Bonus: The CMSDAS Challenge

Last updated on 2026-02-17 | Edit this page

Estimated time: 60 minutes

Overview

Questions

  • How do I integrate existing CMS analysis repositories into Snakemake?
  • How do I handle scripts that produce non-deterministic outputs (timestamps)?
  • How do I chain different software environments (Coffea \(\rightarrow\) Combine)?

Objectives

  • Clone and configure the \(t\bar{t}\gamma\) analysis repository.
  • Write a rule to parallelize the processing step.
  • “Patch” the aggregation step to accept Snakemake inputs.
  • Execute a final statistical fit using a dedicated combine container.

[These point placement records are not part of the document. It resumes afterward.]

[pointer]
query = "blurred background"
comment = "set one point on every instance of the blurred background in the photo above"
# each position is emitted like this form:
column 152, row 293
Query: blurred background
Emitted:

The Challenge: \(t\bar{t}\gamma\) Cross Section


In the previous episodes, we worked with toy scripts. Now, we will automate a real analysis: the CMSDAS \(t\bar{t}\gamma\) Long Exercise. For this tutorial, we are not interested about the physics details, but rather how to integrate an existing analysis workflow into Snakemake. If you want to know more about the physics, check the CMSDAS \(t\bar{t}\gamma\) Long Exercise repository.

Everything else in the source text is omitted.